What is reverse proxy for

About year ago, I’ve wrote some post about BFF architecture. One of the architecture’s component was ‘reverse proxy’. This is for more description about it.

Proxy server

Definition of proxy server in networking, means server application works as relay server between client and target server. By using this, client can request file or data through proxy server, which evaluates the requests to make required network transaction.

Forward & Reverse

‘Forward proxy’ is server that sits in edge of network, which regulates outbound traffic by defined policies in network cluster.

Position of ‘reverse proxy’ also locates in front of the client(same as forward). Clients send requests to the origin server of a website, those requests are intercepted by the reverse proxy server. The reverse proxy server will then send requests to and receive responses from the origin server.

60fa69b8b70d92626672eac3_Reverse Proxies vs Forward Proxies

The difference between these 2 are pretty delicate. An easy approach to summarize it is saying that forward proxy sit before a customer and guarantee that no beginning worker at any point discusses straightforwardly with that particular customer. And reverse proxy, intermediary sits before a beginning worker and guarantees that no customer at any point discusses straightforwardly with that beginning worker.

Simple implementation of Reverse proxy

Assume that there are web server running localhost:9000, which returns following at /proxy

{"hello":"world"}

Now I’ll make simple reverse proxy server running in localhost:4000, which will catch request and send it again to specific target to get response if API is /proxy.

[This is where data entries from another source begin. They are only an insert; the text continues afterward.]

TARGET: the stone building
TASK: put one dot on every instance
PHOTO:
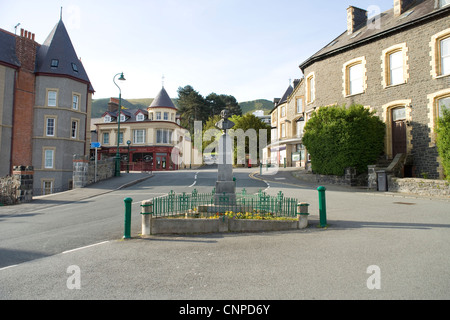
(45, 100)
(152, 139)
(396, 63)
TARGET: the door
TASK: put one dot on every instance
(398, 131)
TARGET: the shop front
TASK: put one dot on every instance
(144, 158)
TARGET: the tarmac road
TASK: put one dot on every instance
(377, 246)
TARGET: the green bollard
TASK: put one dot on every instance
(127, 231)
(322, 207)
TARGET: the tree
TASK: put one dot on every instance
(193, 107)
(216, 103)
(340, 137)
(219, 102)
(247, 136)
(231, 104)
(443, 141)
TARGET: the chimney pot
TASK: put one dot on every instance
(356, 17)
(401, 6)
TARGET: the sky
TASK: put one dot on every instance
(249, 49)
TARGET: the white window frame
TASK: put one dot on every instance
(355, 79)
(49, 158)
(440, 110)
(438, 61)
(311, 88)
(139, 136)
(45, 188)
(140, 117)
(396, 68)
(75, 101)
(283, 130)
(299, 102)
(48, 127)
(105, 138)
(444, 57)
(164, 136)
(74, 131)
(52, 98)
(444, 3)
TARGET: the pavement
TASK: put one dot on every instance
(102, 187)
(406, 241)
(282, 175)
(303, 178)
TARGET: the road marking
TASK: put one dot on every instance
(81, 248)
(8, 267)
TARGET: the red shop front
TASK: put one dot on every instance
(137, 158)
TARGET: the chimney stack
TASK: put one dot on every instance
(356, 18)
(113, 105)
(26, 50)
(401, 6)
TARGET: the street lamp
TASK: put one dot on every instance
(117, 168)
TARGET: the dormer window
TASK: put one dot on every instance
(139, 117)
(443, 3)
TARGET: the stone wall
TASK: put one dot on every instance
(84, 171)
(421, 187)
(350, 178)
(416, 93)
(17, 188)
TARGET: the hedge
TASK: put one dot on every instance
(443, 141)
(340, 137)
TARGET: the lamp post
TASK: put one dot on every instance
(117, 167)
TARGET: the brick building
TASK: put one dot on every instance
(396, 63)
(45, 99)
(152, 139)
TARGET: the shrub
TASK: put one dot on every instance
(340, 137)
(443, 141)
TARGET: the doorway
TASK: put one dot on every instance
(398, 131)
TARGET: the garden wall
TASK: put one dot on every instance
(421, 187)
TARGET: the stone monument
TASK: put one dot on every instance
(225, 186)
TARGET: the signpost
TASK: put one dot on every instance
(95, 145)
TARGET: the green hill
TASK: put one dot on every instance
(99, 106)
(260, 104)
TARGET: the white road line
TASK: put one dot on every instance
(8, 267)
(81, 248)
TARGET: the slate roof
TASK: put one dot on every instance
(58, 46)
(8, 48)
(420, 10)
(130, 114)
(162, 100)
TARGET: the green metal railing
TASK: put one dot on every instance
(175, 204)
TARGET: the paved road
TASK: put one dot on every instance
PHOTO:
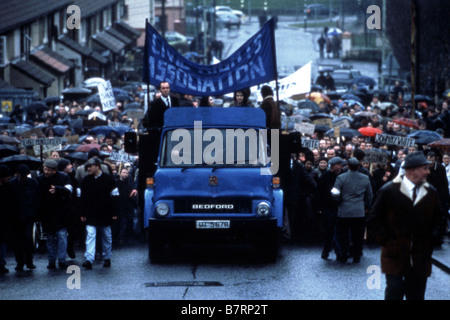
(214, 273)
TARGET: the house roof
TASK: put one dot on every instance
(33, 72)
(89, 7)
(119, 35)
(17, 13)
(83, 50)
(52, 60)
(126, 29)
(109, 42)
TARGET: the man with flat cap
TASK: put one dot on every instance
(407, 220)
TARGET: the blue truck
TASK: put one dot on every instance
(214, 179)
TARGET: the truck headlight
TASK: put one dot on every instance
(162, 209)
(263, 209)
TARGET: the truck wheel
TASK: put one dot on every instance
(155, 249)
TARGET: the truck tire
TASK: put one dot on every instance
(155, 249)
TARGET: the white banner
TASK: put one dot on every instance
(294, 84)
(106, 96)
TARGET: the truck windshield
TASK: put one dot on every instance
(214, 147)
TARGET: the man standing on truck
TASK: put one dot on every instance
(155, 114)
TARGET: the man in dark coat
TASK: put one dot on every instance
(7, 209)
(56, 190)
(302, 186)
(326, 206)
(407, 220)
(99, 203)
(26, 200)
(438, 179)
(127, 200)
(273, 115)
(155, 113)
(354, 194)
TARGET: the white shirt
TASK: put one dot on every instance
(410, 186)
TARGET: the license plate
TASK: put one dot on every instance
(213, 224)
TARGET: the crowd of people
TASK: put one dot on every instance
(330, 189)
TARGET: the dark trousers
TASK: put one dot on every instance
(353, 228)
(329, 230)
(23, 242)
(411, 286)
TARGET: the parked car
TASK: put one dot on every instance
(177, 40)
(227, 9)
(318, 10)
(228, 19)
(343, 78)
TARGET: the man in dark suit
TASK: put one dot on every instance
(273, 120)
(407, 220)
(155, 114)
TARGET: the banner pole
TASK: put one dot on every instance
(274, 54)
(146, 69)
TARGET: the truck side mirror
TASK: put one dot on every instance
(131, 142)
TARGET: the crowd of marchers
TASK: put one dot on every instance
(334, 193)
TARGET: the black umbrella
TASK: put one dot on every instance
(316, 87)
(7, 150)
(308, 104)
(59, 130)
(80, 156)
(422, 98)
(133, 105)
(36, 106)
(345, 132)
(8, 140)
(95, 98)
(85, 112)
(123, 97)
(319, 116)
(13, 161)
(103, 130)
(52, 99)
(424, 136)
(76, 124)
(350, 96)
(321, 128)
(364, 80)
(70, 147)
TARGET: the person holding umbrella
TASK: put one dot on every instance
(7, 209)
(55, 189)
(26, 200)
(99, 205)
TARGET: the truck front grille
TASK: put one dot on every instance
(213, 206)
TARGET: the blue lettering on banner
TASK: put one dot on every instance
(250, 65)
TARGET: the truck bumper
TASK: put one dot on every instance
(240, 230)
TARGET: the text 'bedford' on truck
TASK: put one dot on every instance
(210, 175)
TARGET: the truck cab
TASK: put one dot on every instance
(215, 179)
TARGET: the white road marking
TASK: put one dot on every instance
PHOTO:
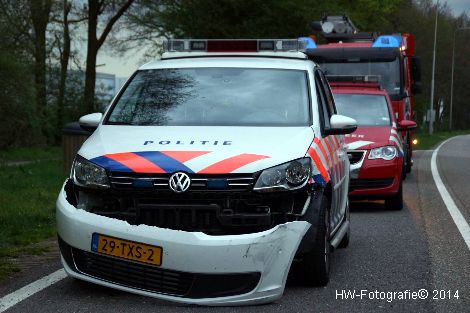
(19, 295)
(454, 211)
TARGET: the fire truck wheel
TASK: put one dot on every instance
(315, 264)
(396, 201)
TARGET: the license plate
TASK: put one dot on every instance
(125, 249)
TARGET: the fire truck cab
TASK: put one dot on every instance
(391, 57)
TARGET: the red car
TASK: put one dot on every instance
(375, 150)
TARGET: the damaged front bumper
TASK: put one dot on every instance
(196, 268)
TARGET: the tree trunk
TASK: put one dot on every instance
(64, 63)
(92, 51)
(40, 10)
(94, 43)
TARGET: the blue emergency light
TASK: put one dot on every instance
(386, 41)
(237, 45)
(310, 43)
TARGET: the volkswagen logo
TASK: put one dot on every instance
(179, 182)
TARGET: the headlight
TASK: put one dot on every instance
(88, 174)
(386, 153)
(289, 176)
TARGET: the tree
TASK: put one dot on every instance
(63, 39)
(40, 12)
(97, 8)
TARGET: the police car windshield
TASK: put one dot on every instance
(214, 97)
(367, 110)
(388, 72)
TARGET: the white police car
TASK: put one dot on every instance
(211, 170)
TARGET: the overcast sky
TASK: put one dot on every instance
(125, 66)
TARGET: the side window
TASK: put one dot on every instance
(322, 100)
(329, 95)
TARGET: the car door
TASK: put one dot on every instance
(334, 144)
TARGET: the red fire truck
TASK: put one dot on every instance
(391, 57)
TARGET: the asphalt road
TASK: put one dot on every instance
(416, 248)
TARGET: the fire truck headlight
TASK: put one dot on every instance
(386, 153)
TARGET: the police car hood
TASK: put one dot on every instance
(205, 150)
(368, 137)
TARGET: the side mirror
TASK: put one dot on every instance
(416, 69)
(341, 125)
(91, 121)
(406, 125)
(416, 87)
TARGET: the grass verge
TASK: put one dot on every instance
(426, 141)
(27, 207)
(30, 154)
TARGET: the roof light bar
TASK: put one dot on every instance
(354, 78)
(236, 45)
(386, 41)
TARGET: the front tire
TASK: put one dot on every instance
(315, 264)
(395, 202)
(345, 241)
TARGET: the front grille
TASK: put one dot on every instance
(140, 276)
(355, 156)
(199, 182)
(214, 212)
(370, 183)
(155, 279)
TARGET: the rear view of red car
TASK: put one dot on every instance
(376, 148)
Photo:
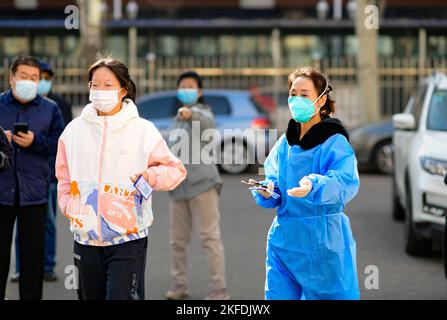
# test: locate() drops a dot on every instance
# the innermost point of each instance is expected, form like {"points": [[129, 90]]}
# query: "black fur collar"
{"points": [[318, 134]]}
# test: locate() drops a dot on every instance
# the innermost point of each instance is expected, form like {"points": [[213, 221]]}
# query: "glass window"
{"points": [[219, 105], [385, 46], [168, 45], [47, 46], [418, 103], [118, 45], [437, 112], [228, 45], [13, 46], [164, 107]]}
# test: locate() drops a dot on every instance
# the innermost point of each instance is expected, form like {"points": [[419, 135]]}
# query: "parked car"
{"points": [[232, 110], [420, 151], [373, 146]]}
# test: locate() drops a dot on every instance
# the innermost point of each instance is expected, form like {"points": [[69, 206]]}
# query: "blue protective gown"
{"points": [[311, 253]]}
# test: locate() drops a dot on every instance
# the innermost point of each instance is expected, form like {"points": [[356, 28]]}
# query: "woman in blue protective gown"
{"points": [[311, 252]]}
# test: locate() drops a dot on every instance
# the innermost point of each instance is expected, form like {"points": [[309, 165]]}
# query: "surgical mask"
{"points": [[302, 109], [104, 100], [188, 96], [44, 87], [26, 90]]}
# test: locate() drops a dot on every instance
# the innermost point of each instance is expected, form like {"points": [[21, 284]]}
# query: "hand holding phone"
{"points": [[266, 191], [21, 127]]}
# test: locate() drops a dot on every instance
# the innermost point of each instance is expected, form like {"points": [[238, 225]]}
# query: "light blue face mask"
{"points": [[44, 87], [26, 90], [188, 96], [302, 109]]}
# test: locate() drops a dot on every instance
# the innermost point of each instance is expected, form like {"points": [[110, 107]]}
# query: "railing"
{"points": [[398, 78]]}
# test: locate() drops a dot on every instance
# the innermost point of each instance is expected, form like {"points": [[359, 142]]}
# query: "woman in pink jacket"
{"points": [[100, 155]]}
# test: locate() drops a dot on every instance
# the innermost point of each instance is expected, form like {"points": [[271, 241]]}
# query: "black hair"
{"points": [[190, 74], [121, 72], [26, 60], [194, 75]]}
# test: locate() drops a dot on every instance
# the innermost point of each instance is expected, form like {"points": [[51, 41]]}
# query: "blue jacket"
{"points": [[312, 236], [29, 174]]}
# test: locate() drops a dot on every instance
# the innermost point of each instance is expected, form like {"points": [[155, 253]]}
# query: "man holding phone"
{"points": [[32, 125], [5, 152]]}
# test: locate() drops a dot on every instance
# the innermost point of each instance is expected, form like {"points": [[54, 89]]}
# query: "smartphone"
{"points": [[253, 184], [20, 127], [143, 187]]}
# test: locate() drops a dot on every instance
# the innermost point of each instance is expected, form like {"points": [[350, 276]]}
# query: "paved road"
{"points": [[244, 227]]}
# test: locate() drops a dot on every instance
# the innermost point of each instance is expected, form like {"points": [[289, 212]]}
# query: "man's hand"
{"points": [[301, 191], [24, 139], [8, 134], [184, 113]]}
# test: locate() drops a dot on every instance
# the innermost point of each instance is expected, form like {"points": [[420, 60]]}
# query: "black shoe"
{"points": [[15, 277], [50, 276]]}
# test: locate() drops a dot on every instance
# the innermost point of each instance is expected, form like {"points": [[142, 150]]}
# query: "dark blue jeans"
{"points": [[50, 233]]}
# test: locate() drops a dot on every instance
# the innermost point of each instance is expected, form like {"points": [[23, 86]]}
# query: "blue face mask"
{"points": [[26, 90], [188, 96], [302, 109], [44, 87]]}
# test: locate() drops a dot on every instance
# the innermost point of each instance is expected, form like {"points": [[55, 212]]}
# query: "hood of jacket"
{"points": [[316, 135]]}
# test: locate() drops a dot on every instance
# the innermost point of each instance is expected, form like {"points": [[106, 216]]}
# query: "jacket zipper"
{"points": [[101, 160]]}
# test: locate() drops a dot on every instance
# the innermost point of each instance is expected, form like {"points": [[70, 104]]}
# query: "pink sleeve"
{"points": [[165, 171], [63, 177]]}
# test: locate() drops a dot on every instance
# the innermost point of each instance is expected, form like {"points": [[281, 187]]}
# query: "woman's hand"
{"points": [[184, 113], [264, 194], [301, 191], [136, 176]]}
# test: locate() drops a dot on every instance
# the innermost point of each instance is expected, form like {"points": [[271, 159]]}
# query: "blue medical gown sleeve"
{"points": [[340, 182], [271, 174]]}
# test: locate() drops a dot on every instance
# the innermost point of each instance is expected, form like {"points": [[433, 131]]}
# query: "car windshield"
{"points": [[437, 113]]}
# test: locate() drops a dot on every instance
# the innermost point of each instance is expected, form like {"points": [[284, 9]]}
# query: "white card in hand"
{"points": [[143, 187]]}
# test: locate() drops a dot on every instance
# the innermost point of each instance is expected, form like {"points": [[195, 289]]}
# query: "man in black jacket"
{"points": [[6, 152], [45, 89]]}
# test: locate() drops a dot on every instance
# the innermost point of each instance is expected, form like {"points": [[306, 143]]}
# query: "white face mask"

This is simple implementation based on axum web framework for this.

 1
 2
 3
 4
 5
 6
 7
 8
 9
10
11
12
13
14
15
16
17
18
19
20
21
22
23
24
25
26
27
28
29
30
31
32
33
34
35
36
37
38
39


use axum::{
    extract::Extension,
    http::{uri::Uri, Request, Response},
    routing::get,
    AddExtensionLayer, Router,
};
use hyper::{client::HttpConnector, Body};
use std::{convert::TryFrom, net::SocketAddr};

type Client = hyper::client::Client<HttpConnector, Body>;

#[tokio::main]
async fn main() {
    let client = Client::new();

    let app = Router::new()
        .route("/proxy", get(proxy_handler))
        .layer(AddExtensionLayer::new(client));

    let addr = SocketAddr::from(([127, 0, 0, 1], 4000));
    println!("server running on {}", addr);
    axum::Server::bind(&addr)
        .serve(app.into_make_service())
        .await
        .unwrap();
}

async fn proxy_handler(Extension(client): Extension<Client>, mut req: Request<Body>) -> Response<Body> {
    let path_query = req
        .uri()
        .path_and_query()
        .map(|v| v.as_str())
        .unwrap_or(req.uri().path());

    let uri = format!("http://127.0.0.1:9000{}", path_query);
    *req.uri_mut() = Uri::try_from(uri).unwrap();

    client.request(req).await.unwrap()
}

Make this run, and you can receive the data {"hello":"world"} through reverse proxy server by calling localhost:4000/proxy instead of calling localhost:9000/proxy.

What is it for?

Performance

World’s top web services, such as Google or Facebook, should get billions of requests every day, and it is mission impossible to handle all incoming traffic with single origin server. In this case, reverse proxy can be work as load balancer solution and distribute traffics to divided origin servers.

Not only this, it can store data to make it run as caching system. So instead of making requests to origin server for every case, it can return the result to client with cached data directly. It can reduce response time of request dramatically.

Efficient security

Reverse proxy are placed in front of network cluster, so web service don’t need to reveal IP address of origin servers. Hackers can only face to reverse proxy server, and maintainer also only need to focus on security of proxy server.

Also, because there are unified endpoint, it doesn’t need to encrypt and unscramble SSL for every system.